Hi John

We try to route infiniband traffic. The IP traffic is routed separately.
The two clusters we try to connect are configured differently, one with IP over IB the other one with dedicated ethernet adapters.

Jan Erik



On 02/27/2018 10:17 AM, John Hearns wrote:
Jan Erik,
    Can you clarify if you are routing IP traffic between the two Infiniband 
networks.
Or are you routing Infiniband traffic?


If I can be of help I manage an Infiniband network which connects to other IP 
networks using Mellanox VPI gateways, which proxy arp between IB and Ethernet. 
But I am not running GPFS traffic over these.

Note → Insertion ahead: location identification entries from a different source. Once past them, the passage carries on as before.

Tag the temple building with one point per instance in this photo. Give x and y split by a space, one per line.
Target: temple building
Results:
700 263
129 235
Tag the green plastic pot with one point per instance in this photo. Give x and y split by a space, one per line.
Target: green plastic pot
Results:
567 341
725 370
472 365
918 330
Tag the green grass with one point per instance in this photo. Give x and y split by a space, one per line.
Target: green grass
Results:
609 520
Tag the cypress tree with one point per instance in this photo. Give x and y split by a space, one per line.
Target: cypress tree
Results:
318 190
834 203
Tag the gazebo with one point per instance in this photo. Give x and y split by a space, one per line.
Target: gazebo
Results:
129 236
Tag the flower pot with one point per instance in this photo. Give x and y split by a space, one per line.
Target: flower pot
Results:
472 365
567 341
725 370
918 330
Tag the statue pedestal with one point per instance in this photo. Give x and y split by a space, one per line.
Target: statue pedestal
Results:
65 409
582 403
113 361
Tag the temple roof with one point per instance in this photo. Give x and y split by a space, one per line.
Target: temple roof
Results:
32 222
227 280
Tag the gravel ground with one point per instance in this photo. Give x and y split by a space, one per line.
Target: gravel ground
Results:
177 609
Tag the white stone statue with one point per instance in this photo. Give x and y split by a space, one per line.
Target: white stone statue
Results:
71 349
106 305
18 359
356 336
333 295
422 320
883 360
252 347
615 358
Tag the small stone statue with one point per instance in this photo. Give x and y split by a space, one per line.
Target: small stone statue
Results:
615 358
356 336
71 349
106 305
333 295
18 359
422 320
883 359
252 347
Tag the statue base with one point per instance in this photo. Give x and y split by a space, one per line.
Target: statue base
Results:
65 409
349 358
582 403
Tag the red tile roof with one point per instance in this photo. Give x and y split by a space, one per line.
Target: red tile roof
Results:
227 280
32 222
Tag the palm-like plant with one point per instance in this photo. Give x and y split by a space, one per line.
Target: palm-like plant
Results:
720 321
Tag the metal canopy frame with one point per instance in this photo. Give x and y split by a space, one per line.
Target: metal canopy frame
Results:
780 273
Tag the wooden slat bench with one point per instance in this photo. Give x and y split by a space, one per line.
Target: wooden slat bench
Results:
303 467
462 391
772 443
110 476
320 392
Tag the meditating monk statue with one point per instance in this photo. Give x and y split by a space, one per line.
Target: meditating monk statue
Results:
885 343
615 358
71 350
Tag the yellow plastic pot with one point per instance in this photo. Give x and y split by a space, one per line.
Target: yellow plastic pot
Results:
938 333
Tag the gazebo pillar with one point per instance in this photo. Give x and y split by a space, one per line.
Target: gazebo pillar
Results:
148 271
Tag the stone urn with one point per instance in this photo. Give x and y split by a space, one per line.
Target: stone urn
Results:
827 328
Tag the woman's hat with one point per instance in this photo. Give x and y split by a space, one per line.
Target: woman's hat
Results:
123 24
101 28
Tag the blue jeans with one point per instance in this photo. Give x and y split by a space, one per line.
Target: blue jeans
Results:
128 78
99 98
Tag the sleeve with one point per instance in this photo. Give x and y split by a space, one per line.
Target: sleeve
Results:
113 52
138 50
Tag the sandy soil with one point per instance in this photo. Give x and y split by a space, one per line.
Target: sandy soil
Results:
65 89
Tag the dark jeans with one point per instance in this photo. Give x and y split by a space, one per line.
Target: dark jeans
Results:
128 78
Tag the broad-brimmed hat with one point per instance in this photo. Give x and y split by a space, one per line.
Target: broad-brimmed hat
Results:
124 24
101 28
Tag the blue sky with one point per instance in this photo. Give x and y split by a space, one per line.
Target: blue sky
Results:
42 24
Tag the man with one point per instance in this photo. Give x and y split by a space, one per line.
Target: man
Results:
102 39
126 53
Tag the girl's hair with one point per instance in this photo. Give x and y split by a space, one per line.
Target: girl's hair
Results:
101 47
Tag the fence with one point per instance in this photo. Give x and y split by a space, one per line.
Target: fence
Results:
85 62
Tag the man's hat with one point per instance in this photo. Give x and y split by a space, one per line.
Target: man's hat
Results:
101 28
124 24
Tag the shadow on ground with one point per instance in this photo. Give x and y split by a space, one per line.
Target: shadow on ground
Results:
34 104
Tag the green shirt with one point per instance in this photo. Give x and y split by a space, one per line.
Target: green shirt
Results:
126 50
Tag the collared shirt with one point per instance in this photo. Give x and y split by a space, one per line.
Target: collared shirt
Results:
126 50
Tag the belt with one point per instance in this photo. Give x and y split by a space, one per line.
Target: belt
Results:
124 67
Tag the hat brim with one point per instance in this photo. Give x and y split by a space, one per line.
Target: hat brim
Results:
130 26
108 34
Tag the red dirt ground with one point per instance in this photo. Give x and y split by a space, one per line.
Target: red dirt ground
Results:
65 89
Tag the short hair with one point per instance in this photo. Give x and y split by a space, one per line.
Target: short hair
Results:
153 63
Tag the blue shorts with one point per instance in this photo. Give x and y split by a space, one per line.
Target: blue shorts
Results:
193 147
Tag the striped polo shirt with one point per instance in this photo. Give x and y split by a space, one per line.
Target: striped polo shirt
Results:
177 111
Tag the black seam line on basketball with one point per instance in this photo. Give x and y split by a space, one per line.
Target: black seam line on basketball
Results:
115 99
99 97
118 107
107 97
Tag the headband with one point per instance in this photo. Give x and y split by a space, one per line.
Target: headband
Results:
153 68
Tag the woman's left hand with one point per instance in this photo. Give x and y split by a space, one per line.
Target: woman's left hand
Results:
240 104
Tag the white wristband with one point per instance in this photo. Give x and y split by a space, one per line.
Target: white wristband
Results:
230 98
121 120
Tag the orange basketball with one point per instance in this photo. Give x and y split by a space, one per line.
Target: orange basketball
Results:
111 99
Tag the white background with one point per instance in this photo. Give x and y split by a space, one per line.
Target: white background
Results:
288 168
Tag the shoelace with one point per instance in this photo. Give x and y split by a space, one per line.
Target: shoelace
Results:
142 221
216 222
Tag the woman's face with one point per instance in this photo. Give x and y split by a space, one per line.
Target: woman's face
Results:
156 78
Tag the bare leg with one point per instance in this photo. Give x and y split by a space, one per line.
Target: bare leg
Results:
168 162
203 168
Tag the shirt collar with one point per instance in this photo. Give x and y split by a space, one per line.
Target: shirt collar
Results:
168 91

-----Original Message-----
From: gpfsug-discuss-boun...@spectrumscale.org 
[mailto:gpfsug-discuss-boun...@spectrumscale.org] On Behalf Of Sundermann, Jan 
Erik (SCC)
Sent: Monday, February 26, 2018 5:39 PM
To: gpfsug-discuss@spectrumscale.org
Subject: [gpfsug-discuss] Problems with remote mount via routed IB


Dear all

we are currently trying to remote mount a file system in a routed Infiniband 
test setup and face problems with dropped RDMA connections. The setup is the 
following:

- Spectrum Scale Cluster 1 is setup on four servers which are connected to the 
same infiniband network. Additionally they are connected to a fast ethernet 
providing ip communication in the network 192.168.11.0/24.

- Spectrum Scale Cluster 2 is setup on four additional servers which are 
connected to a second infiniband network. These servers have IPs on their IB 
interfaces in the network 192.168.12.0/24.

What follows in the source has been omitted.